We sell 12 different coffees, including decaffeinated and of course our famous Van Reeth’s dessert blend. We also have a spicy espresso blend.
Furthermore we have 9 other different coffees.
- Coffee with lots of Aroma: Ethiopia Djimma
- Fruity coffee: Guatemalan Huehuetenango
- Punchy Coffee: Nicaragua Bio, Costa Rica Tarrazu, Honduras Bio, Indonesia Sumatra(currently not available)
- Soft Coffee: Brasil Santos FairTrade , India Mysore, Colombia Supremo, Peru La Huaca, Maragogype (not always available)
Our decaffeinated coffee is not chemically treated . This is due to the Swiss Water Process. This coffee comes from Honduras or Colombia or Guatemala or Ethiopia or Peru.
How we roast our coffee
All our raw coffees – also called green coffee – are exclusively pure Arabicas from the best plantations in the coffee producing countries. These green beans are carefully selected by us and purchased in a coffee plantation in the port of Antwerp. The green beans come from plantations all over the world. So each type of coffee has its own specific taste.

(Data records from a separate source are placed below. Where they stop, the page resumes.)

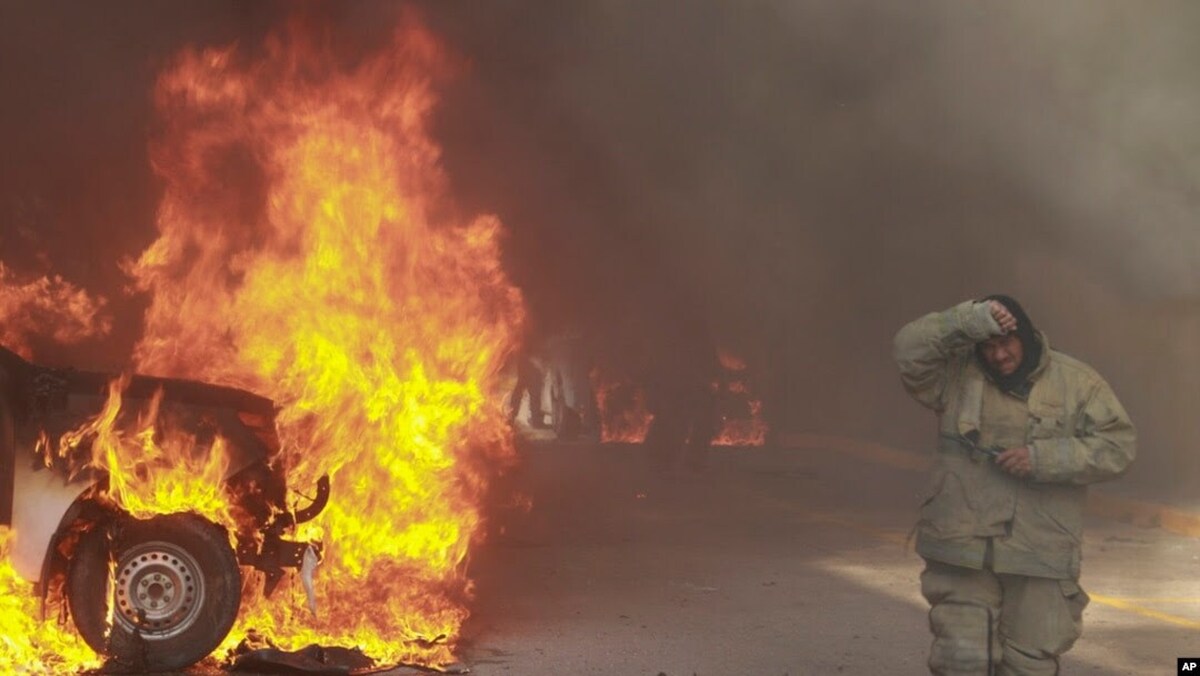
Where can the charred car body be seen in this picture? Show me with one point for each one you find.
(154, 593)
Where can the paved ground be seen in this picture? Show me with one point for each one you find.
(777, 562)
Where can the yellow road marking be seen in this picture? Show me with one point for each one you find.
(1121, 604)
(1137, 512)
(1126, 604)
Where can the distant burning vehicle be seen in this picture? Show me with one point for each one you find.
(151, 591)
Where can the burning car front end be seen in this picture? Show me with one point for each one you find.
(151, 578)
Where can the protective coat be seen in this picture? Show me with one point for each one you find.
(1075, 429)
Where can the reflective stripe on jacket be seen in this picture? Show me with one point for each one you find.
(1075, 429)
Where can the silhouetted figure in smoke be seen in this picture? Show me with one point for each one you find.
(679, 393)
(529, 381)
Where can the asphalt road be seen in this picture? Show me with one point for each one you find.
(774, 562)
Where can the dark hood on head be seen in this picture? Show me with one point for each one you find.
(1017, 381)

Because the beans are roasted according to traditional methods, they retain their own natural characteristic taste. The traditional roasting is done in a Probat machine that has been in use in the company since 1958. The whole process takes about 30 minutes at a temperature of 200°C. It is visually checked until the coffee bean has the desired roast. To remove all waste, the beans are placed in the de-stoner after cooling down.
Now the coffee is ready to be purchased in our store. The customer decides whether he wants beans or ground coffee. The latter is ground in the desired fineness for him or her.
Result: honest and deliciously fragrant coffee.